Notably, transcripts harboring splicing variants were predicted with a significant loss of the gene product, potentially attributed to the nonsense-mediated mRNA decay mechanism. In instances where truncated proteins or proteins with missing domains were produced, we observed alterations in signaling transduction, leading to abnormal downstream regulation. These findings underscore the detrimental impact of splicing variants, emphasizing the importance of identifying and understanding their effects.

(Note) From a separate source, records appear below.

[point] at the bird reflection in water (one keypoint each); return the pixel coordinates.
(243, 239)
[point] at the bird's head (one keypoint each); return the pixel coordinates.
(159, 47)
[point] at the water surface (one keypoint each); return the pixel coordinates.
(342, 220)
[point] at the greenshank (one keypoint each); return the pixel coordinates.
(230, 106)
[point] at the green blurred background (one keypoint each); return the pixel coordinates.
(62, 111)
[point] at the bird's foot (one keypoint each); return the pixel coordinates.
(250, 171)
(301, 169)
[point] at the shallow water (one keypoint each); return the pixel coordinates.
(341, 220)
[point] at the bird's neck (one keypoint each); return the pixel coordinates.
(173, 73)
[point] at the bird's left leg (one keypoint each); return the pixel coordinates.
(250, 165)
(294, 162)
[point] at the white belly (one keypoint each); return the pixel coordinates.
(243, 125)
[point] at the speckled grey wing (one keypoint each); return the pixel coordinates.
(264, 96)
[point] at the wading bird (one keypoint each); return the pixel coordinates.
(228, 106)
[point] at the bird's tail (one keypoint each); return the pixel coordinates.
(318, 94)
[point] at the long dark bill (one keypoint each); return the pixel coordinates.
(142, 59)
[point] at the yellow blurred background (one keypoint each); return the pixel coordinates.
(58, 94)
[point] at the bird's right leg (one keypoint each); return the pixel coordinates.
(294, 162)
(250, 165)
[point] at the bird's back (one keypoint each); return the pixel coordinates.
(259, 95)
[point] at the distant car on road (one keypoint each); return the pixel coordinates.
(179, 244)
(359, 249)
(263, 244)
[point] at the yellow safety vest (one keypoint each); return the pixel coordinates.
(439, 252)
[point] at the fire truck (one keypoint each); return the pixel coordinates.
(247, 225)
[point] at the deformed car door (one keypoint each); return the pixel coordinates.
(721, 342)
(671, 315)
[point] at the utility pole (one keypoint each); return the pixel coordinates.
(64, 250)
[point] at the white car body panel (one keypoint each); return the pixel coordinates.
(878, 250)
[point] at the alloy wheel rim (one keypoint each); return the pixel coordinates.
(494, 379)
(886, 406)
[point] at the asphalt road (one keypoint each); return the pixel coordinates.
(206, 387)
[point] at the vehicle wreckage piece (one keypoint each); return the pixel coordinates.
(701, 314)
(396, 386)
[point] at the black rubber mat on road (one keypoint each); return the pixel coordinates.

We acknowledge the significance of tissue-specific regulation in splicing, which may play a crucial role in splicing decisions in the context of intronic mutations. However, SpliceAPP has not identified tissue-specific factors underlying splicing decisions. All the features considered are characteristics of the pre-mRNA, such as evolutionary conservation, the distance between the variant and the splice site, and the strength of the splice sites. Consequently, SpliceAPP’s predictions are not tissue-specific.

Conclusions

SpliceAPP focuses on predicting splicing errors of near-exon intronic sequence variations, aiming to fill a gap in intronic variant interpretation, given that several other efforts focus on exonic splicing variant prediction [10,11,12]. While SpliceAPP diagnoses variants in near-exon regions, where splicing variants are enriched, it does not predict deep intronic mutations. Overall, we demonstrated superior accuracy in splicing variant prediction over benchmarking tools and showcased its association with aberrant health phenotypes in the population. By annotating splicing errors and intronic splicing signals, we anticipate that SpliceAPP can accelerate the functional interpretation of genome variations.

Availability and requirements

Project name: SpliceAPP.

Project home page: https://bc.imb.sinica.edu.tw/SpliceAPP/.

Operating system(s): platform independent.

Programming language: C++, PHP, HTML, CSS, and JavaScript.

Other requirements: web browsers, internet connectivity.

License: none.

Any restrictions to use by non-academics: none.